How about leaving cypro and just estrodiol, dutasteride and oral min?
I don't take cpa because it is a partial agonist of the ar, I don't take estradiol because I want to stay male, I don't take oral min because I don't want to look like a bloated water buffalo. Bica + dutas + topical minoxidil is all I take and a little raloxifene to reduce/prevent gyno
Bicalutamide, sold under the brand name Casodexamong others, is an antiandrogen medication that is primarily used to treat prostate cancer. It is typically used together with a gonadotropin-releasing hormone (GnRH) analogue or surgical removal of the testicles to treat advanced prostate cancer.Bicalutamide may also be used to treat excessive hair growth in women, as a component of feminizing hormone therapy for transgender women, to treat early puberty in boys, and to prevent overly long-lasting erections in men. It is taken by mouth.
so doesnt bica affect masculanity too? not to mention the erection side it could have...how has it been for you?

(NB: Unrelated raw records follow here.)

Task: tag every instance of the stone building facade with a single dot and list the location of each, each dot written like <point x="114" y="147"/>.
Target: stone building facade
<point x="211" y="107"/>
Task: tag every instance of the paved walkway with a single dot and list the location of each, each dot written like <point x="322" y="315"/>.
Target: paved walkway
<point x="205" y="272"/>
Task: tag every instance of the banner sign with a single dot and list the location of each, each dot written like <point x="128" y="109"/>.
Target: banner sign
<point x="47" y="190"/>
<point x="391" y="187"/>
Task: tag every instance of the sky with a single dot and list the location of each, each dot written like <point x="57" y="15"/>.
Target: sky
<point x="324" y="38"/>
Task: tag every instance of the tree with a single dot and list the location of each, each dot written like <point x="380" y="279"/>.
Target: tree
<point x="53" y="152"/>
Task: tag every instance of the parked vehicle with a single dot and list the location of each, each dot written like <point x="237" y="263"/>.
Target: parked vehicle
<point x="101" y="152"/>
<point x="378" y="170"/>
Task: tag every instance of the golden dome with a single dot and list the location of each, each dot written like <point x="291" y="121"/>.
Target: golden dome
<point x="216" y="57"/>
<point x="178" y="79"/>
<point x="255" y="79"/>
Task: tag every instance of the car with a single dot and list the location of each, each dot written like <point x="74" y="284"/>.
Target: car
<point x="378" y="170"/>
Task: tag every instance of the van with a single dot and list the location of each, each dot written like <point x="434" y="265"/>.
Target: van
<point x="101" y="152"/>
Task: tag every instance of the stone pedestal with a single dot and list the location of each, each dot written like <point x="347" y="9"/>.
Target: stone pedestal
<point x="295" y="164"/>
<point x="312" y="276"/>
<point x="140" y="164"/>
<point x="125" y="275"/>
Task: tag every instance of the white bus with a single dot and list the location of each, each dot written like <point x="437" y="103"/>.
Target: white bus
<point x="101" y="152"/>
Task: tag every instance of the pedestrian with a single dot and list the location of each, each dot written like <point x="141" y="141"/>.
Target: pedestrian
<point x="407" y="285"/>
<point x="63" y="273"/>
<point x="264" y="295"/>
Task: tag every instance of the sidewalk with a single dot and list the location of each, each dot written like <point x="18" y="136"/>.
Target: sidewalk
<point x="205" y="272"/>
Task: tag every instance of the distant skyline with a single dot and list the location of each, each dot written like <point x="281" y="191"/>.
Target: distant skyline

again, the only feminizing side effect of bicalutamide is gynecomastia and reduction in body hair. It doesn't effect bone mineral density nor muscle mass. Its a gonaditropen and not an antigonaditropen. It also has antiprogesteronic effects and does not act as a steroidal anti androgen.
as for libido,
"Another large study reported a rate of impotence of only 9.3% with bicalutamide relative to 6.5% for standard care (the controls), a rate of decreased libido of only 3.6% with bicalutamide relative to 1.2% for standard care, and a rate of 9.2% with bicalutamide for hot flashes relative to 5.4% for standard care. One other study reported decreased libido, impotence, and hot flashes in only 3.8%, 16.9%, and 3.1% of bicalutamide-treated patients, respectively, relative to 1.3%, 7.1%, and 3.6% for placebo. It has been proposed that due to the lower relative effect of NSAAs on sexual interest and activity, with two-thirds of advanced mPC patients treated with them retaining sexual interest, these drugs may result in improved quality of life and thus be preferable for those who wish to retain sexual interest and function relative to other antiandrogen therapies in prostate cancer."
hope this helps bro
Frankly, I do not understand what the problem is. no one has yet died from such regimes. The fact is that all these drugs are of different actions. each works in its own way. I do not even exceed the recommended rate. for example, flutamide can be taken 3 times a day at 250 mg. Cyproterone maximum permitted dose is generally 400 mg. in fact, I did not add recommendations that are allowed. in the future, I am going to reduce cyproterone to 25 mg of bicalutamide to 50 mg and flutamide to 250 mg. but testosterone must be at the feminine level for feminization. I still have it.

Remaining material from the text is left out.